If we were sitting at the breakfast table sipping a cup of coffee and preparing to butter a piece of toast when we smelled smoke and looked up to see the kitchen curtains near the stove in flames, what would be the best use of our time? (1) Butter the toast and finish the cup of coffee, or (2) do something about the rapidly spreading fire? Whether we run towards the fire with a pot of water or grab the phone and call the Fire Department, no one would maintain that a better use of our time would be to butter the toast.

Every day we make decisions as to the best use of our time and few of them are so absurdly easy as this one yet many times these decisions have an even greater effect on our lives than the decision to put out the flame. In the one instance we may save our home from fire but in our everyday life we make decisions that will save not a home but our life from eternal destruction.

In the final analysis those who will be saved when Christ comes will be those who made the wise decisions as how they spent their time each day. There is only one way in which we are equal and that is in the regards to time. We each have 24 hours to spend every day and none of us have more, none have less and it is impossible to save up the time of one day to be used later. Each day all 24 hours are spent, wisely or foolishly, but spent nonetheless.

How we spend this time determines our success or failure, our happiness, our misery, and finally our acceptance or rejection by Christ at his judgment seat.

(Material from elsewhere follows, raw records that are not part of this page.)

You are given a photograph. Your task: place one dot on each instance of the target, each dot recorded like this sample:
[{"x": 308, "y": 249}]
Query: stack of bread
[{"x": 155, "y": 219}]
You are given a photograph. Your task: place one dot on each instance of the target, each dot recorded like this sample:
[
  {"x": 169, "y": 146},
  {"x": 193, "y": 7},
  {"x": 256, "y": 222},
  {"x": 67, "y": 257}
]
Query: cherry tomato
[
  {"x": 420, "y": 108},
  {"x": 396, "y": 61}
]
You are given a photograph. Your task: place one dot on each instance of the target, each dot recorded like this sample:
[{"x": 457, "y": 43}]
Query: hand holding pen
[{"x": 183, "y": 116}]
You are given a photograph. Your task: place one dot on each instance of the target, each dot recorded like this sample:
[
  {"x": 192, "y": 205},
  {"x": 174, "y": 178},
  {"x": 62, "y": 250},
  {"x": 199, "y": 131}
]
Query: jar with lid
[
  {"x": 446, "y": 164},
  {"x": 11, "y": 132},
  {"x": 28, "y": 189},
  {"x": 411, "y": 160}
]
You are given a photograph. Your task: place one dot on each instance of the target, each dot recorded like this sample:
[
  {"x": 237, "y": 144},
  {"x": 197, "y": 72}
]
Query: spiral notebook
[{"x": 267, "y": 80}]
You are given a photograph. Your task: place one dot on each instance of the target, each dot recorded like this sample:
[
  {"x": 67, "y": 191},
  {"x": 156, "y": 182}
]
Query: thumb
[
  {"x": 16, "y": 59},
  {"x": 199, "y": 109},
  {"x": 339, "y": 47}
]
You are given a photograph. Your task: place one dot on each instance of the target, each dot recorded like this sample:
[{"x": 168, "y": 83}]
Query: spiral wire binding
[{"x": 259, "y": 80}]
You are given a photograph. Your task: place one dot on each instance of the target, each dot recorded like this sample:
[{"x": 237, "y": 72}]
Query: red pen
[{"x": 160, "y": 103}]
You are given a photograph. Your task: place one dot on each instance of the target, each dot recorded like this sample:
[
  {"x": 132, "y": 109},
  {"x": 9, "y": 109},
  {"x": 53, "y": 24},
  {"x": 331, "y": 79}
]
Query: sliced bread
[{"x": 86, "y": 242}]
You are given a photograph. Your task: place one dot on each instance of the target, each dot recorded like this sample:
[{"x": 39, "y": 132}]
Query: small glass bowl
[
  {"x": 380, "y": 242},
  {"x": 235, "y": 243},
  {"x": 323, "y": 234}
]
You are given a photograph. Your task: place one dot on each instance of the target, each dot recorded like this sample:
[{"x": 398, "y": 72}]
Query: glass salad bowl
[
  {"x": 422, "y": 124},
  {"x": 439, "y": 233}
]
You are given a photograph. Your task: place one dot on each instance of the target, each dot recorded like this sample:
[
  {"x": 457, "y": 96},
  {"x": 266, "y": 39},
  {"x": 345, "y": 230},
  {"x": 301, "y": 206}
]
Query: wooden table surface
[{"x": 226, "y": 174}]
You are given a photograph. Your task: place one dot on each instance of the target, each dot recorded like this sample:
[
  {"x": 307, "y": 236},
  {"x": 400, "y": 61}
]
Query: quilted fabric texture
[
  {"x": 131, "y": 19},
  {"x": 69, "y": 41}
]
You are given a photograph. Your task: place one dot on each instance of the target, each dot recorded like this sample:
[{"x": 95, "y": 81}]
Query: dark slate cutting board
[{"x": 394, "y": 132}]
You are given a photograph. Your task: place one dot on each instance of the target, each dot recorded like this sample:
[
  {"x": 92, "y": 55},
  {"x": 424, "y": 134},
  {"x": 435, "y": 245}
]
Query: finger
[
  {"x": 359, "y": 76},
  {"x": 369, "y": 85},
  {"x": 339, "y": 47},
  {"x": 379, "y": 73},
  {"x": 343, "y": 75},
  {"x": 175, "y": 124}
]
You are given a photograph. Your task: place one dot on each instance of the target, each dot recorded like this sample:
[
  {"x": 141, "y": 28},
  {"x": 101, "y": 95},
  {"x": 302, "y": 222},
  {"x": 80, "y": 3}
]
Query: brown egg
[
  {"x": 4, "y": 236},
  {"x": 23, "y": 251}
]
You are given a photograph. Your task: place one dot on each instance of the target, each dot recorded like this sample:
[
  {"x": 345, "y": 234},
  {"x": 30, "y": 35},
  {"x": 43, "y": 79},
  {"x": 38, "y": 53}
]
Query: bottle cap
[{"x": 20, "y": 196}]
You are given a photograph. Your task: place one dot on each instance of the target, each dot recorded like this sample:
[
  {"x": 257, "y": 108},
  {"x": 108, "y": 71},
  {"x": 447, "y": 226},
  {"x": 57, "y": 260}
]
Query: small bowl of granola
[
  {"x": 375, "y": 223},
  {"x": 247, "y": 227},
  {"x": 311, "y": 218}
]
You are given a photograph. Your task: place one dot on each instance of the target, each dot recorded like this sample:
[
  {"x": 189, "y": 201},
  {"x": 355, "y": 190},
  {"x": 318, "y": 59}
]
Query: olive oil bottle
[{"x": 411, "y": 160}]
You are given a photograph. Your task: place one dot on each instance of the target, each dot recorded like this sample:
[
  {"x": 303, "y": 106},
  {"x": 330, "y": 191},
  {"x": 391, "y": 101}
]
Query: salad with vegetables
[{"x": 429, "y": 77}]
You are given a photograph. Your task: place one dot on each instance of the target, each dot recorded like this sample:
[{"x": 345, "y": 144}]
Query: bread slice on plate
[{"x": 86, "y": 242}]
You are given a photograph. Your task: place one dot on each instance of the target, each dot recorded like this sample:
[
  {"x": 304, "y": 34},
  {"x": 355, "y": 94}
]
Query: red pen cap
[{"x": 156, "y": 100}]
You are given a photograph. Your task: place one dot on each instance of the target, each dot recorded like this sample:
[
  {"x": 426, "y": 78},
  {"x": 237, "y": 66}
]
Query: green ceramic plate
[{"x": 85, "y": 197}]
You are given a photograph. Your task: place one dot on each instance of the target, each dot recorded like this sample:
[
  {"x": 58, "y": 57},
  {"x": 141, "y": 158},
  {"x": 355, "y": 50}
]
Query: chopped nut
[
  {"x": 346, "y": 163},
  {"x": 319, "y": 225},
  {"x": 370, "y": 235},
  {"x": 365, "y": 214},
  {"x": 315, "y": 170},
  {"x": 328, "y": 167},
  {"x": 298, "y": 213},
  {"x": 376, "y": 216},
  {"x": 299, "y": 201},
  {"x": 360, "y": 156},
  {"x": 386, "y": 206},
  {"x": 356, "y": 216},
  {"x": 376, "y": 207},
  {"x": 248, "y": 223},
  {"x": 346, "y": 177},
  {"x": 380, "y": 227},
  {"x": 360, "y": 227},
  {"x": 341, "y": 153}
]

Since the way we spend our time is so important, let us use our best judgment in deciding how it will be spent. The first thing we should do is plan what we want to accomplish each day. With no plan how can we hope to spend our time wisely? We need to make lists of the things we determine are important and certainly our daily list should always include Bible readings and prayer. If we come to the end of the day and have had “no time” to read from God’s book, then we have made some foolish decisions as to the best use of our time that will be as destructive as buttering our toast while our house burns.

One way to check up on ourselves to see if we are making the best use of our time is to simply ask the question “What is the best use of my time right now ?” over and over during the day. Many times we will have to admit that at that moment we could make better use of our time than we are doing.

We should ask this question when we are torn between two projects, when we run out of steam, or when we seem to be bogged down and making little headway.

If we ask this question as we are driving to the morning meeting we can certainly answer “yes” but since it is also possible to think and drive at the same time we might use this driving time to think of the blessing that is ours to attend the memorial service. As we drive along we could sing a hymn or even say a prayer to help prepare our mind for the meeting. By asking the question we have actually improved on the immediate use of our time even while we are on our way to the meeting.

If we will form the habit of making lists of the important things we want to accomplish each day and then ask ourselves over and over throughout the day, “What is the best use of my time right now ?” we will find that we will accomplish much more with less effort.

Solomon wisely instructed us that “To every thing there is a season, and a time to every purpose under the heaven.” Let us then “redeem the time” by taking to heart the words of our hymn, “Life is the time to serve the Lord, to do His will, to learn His word.”